While HMRC has put in place plans for temporary, transitional sites to aid relocation and says it expects 90% of current staff to continue working for the department, its proposals have drawn fire from both PCS and Scottish National Party MPs concerned that many officials will struggle to move.
Meanwhile, the Department for Business, Innovation and Skills' own plan to close its Sheffield site by 2018 has drawn fire from local MPs, with Shadow Cabinet Office minister Louise Haigh this week accusing the business secretary Sajid Javid of displaying a "lack of empathy" for those affected.
Responding to today's announcement, Dave Penman of the FDA union - representing senior officials - raised the BIS closure plan and warned ministers to ensure that the government's "rhetoric will match the reality".
He added: "Whilst the minister Cabinet Office has said that the reduction of government buildings will be ‘supported by smarter working’, those in BIS’s Sheffield office – the closure of which was announced only last week - have already been told that their employer ‘does not envisage that extensive remote working will be appropriate for most roles’

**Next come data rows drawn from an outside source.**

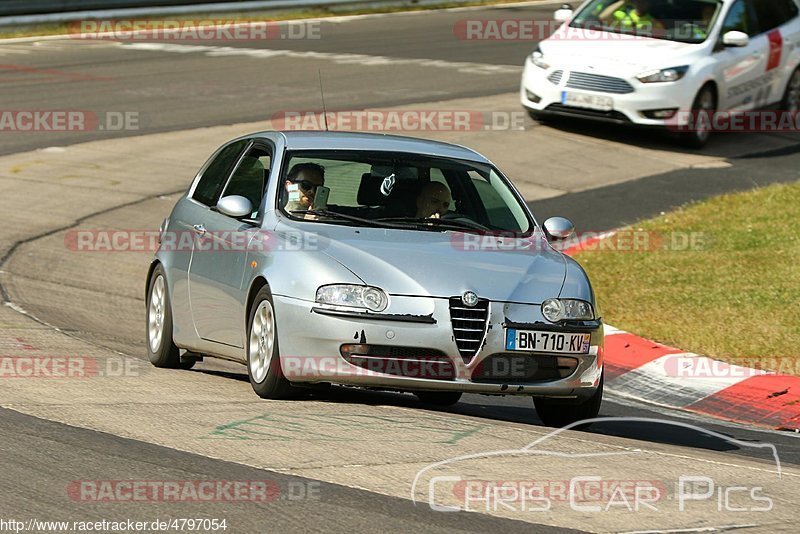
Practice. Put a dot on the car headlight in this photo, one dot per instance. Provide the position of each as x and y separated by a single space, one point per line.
353 296
672 74
555 310
537 58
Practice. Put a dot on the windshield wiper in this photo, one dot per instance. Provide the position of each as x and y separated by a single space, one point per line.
459 224
351 218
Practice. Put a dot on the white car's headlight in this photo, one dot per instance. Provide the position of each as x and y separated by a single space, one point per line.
353 296
537 58
555 310
672 74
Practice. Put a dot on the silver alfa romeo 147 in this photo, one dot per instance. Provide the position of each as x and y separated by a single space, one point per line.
377 261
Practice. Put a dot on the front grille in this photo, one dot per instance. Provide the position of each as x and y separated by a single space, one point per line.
469 326
598 82
555 77
411 362
613 116
514 368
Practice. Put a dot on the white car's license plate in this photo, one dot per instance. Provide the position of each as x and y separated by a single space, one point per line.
583 100
540 341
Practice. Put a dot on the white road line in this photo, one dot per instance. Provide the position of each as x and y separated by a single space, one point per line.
343 59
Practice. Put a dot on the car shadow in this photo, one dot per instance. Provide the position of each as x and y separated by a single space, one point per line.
508 409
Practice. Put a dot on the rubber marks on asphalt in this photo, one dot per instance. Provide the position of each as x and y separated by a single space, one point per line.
339 58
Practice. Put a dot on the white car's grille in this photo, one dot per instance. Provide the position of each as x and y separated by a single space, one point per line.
469 325
555 77
598 82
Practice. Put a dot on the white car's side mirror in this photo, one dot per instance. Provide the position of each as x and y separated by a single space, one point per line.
235 206
735 38
564 13
558 228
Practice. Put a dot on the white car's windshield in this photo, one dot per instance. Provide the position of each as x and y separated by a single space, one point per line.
399 190
687 21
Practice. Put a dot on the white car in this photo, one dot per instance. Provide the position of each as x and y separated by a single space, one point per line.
653 62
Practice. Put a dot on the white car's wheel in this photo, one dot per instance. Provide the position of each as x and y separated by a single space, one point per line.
703 109
263 355
161 349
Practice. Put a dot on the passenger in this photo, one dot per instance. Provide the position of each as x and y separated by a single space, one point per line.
631 15
433 201
301 185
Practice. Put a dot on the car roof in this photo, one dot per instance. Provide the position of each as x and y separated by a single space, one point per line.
319 140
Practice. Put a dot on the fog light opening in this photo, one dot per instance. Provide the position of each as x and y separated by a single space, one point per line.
666 113
532 97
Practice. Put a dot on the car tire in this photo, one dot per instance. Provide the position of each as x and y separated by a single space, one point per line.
538 116
705 102
791 96
559 415
161 349
438 398
263 354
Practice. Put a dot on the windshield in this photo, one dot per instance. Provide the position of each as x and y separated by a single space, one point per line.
688 21
399 191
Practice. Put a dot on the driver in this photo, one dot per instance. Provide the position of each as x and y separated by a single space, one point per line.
301 185
631 15
433 201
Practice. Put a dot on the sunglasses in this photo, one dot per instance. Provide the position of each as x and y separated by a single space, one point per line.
306 185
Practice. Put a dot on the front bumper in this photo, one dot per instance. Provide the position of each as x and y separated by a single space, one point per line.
310 346
539 94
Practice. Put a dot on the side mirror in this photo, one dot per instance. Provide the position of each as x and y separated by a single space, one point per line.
735 38
235 206
564 13
558 228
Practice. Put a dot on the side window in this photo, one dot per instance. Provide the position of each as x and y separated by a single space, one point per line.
773 13
213 179
497 210
738 19
250 177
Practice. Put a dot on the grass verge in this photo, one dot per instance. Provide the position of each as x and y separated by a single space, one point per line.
719 277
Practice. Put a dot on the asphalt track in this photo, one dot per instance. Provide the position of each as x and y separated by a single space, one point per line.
176 91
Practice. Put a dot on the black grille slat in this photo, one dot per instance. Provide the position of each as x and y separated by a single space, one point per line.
599 83
464 322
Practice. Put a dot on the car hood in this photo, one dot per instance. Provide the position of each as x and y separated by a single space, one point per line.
445 264
617 54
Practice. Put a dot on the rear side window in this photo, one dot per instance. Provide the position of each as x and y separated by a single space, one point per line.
216 174
738 19
250 178
773 13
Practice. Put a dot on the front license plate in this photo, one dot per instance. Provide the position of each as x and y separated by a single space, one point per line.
538 341
582 100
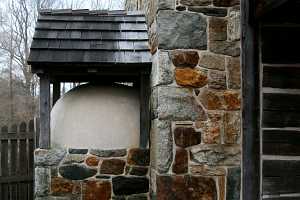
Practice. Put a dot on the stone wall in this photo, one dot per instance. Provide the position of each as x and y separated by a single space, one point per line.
82 174
196 99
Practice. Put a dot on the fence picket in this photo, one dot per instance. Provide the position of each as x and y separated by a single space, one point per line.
17 145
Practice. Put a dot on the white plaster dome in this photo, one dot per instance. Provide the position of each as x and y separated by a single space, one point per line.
95 116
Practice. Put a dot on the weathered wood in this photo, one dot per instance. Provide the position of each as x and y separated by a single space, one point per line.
56 92
144 110
281 177
44 140
36 132
13 157
250 114
23 157
4 129
281 119
281 142
4 158
281 102
279 44
8 136
23 127
281 77
14 128
263 7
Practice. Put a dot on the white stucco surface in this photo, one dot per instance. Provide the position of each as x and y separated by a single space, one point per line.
94 116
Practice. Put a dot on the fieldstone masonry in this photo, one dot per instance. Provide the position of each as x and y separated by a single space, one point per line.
196 99
95 174
195 142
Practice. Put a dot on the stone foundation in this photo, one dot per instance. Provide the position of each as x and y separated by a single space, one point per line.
196 99
94 174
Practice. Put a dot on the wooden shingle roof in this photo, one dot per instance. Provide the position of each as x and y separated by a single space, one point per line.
89 37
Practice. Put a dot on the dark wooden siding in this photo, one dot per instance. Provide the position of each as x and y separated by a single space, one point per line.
280 111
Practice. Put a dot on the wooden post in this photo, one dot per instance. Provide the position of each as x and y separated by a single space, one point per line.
56 92
44 140
250 114
144 109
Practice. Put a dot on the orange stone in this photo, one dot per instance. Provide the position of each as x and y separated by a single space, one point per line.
92 161
185 58
60 186
190 77
232 100
97 190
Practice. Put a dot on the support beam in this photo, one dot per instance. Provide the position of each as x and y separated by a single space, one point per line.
44 139
250 110
56 92
144 110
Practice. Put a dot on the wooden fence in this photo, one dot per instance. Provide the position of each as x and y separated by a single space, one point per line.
17 144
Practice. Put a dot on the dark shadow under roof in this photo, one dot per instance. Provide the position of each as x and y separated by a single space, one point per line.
89 37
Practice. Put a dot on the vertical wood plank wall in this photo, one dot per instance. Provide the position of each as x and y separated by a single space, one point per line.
16 158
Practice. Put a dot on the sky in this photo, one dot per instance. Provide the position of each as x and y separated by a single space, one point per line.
85 4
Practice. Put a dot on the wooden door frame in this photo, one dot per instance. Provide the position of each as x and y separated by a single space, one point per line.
251 102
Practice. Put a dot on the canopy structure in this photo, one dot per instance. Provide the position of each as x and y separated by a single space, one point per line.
89 38
86 46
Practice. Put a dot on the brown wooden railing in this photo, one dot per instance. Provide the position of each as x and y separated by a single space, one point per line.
17 144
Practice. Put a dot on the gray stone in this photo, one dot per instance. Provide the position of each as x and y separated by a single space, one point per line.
109 153
209 11
225 3
161 145
217 28
76 171
78 151
162 69
150 8
216 79
154 103
212 61
196 2
233 183
178 104
51 157
215 155
166 4
42 180
181 30
225 47
74 158
233 28
232 127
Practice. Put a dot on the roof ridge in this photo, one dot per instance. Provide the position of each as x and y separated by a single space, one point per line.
71 12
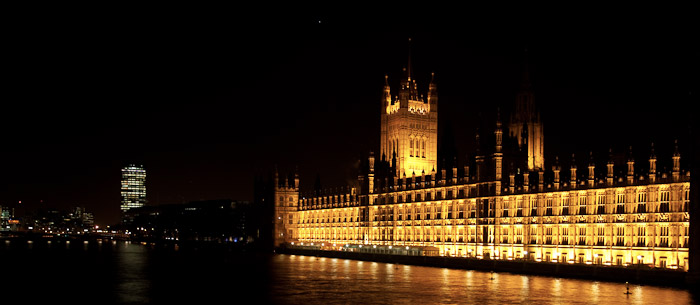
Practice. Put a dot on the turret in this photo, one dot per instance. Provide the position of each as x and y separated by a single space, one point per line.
432 93
387 92
498 155
443 175
370 175
526 181
454 171
296 179
479 157
557 170
511 184
466 170
630 168
611 174
591 171
573 171
652 165
676 163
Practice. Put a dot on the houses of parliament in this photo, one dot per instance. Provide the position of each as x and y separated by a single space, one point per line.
502 204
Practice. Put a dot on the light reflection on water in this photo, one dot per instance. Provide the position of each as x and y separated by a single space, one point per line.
125 273
308 280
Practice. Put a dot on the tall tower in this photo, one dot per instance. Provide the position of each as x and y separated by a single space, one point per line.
133 189
526 118
409 126
286 201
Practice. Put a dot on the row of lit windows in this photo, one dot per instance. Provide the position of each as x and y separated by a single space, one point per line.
548 236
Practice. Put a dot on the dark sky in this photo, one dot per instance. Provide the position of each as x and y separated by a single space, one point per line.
208 98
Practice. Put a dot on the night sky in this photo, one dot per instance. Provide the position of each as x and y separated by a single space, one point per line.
207 101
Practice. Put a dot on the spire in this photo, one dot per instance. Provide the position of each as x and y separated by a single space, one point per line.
556 170
652 165
526 85
611 166
409 60
676 162
574 179
498 132
432 91
387 91
591 170
630 168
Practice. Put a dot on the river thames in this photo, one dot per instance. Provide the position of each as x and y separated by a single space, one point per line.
125 273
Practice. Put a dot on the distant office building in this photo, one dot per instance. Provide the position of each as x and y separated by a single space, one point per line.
7 221
133 187
210 220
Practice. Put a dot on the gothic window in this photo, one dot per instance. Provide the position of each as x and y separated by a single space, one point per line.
620 203
641 202
664 237
664 204
582 235
565 236
641 236
600 200
620 237
601 236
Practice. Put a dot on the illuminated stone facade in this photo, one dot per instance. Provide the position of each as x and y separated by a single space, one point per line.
409 127
482 213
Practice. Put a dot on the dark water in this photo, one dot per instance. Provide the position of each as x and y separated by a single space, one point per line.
124 273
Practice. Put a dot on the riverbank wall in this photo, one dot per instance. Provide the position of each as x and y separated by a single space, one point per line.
631 274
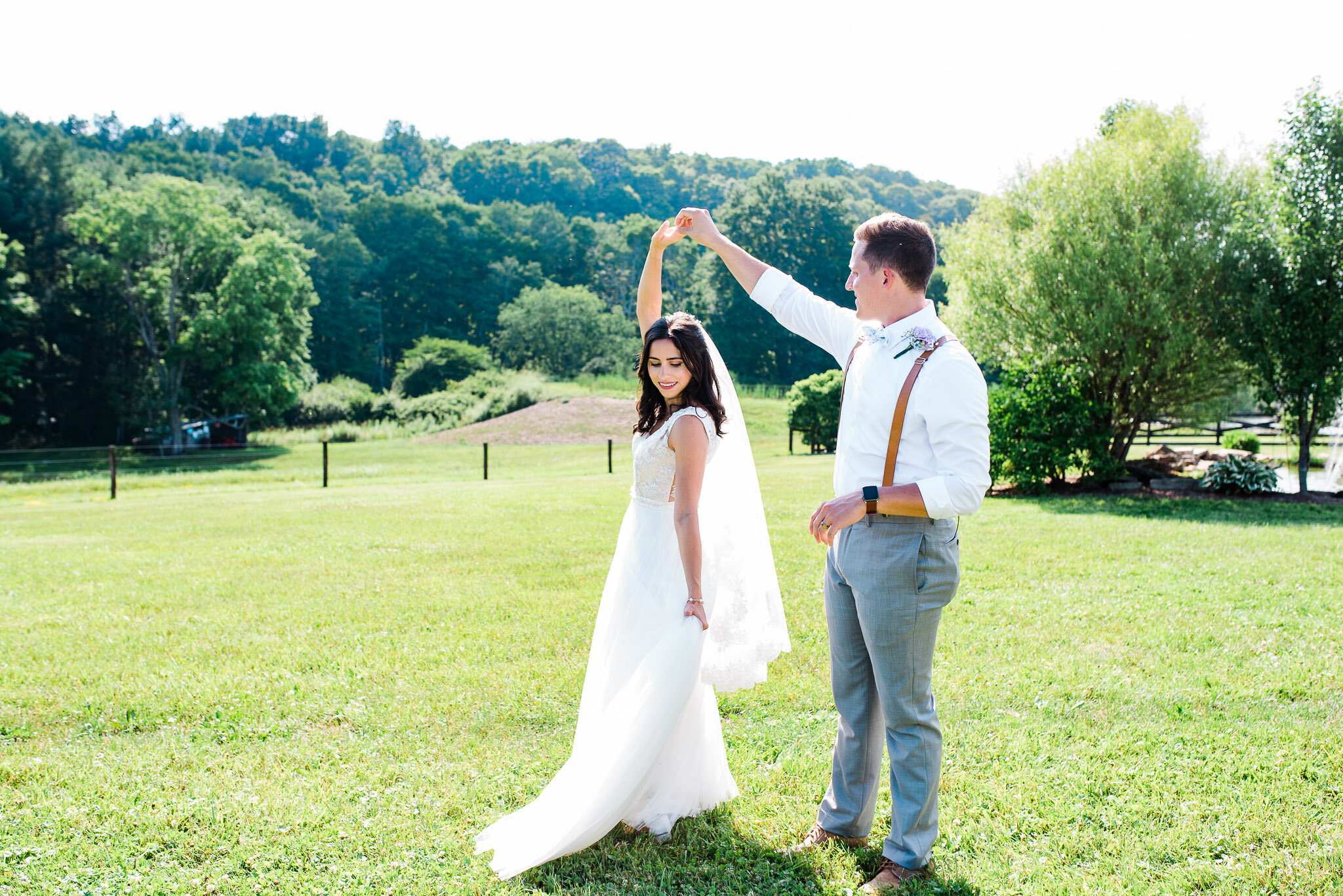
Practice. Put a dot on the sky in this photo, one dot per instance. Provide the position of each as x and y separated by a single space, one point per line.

"Shrinking the estate on this scale requires careful planning across government, to ensure public services are protected and disruption to staff is kept to a minimum. If those objectives are to be delivered, then consulting the unions at the beginning would seem a good place to start."
According to the latest Whole of Government Accounts, the state still owns some £300bn worth of land and buildings. The Cabinet Office placed a moratorium on the purchase of new properties in 2010, with departments and agencies only allowed to take on new holdings if they will ultimately reduce running costs or save space.
The GPU's latest report confirmed that these measures would remain in force for the for the foreseeable future and "will be developed over the next two years".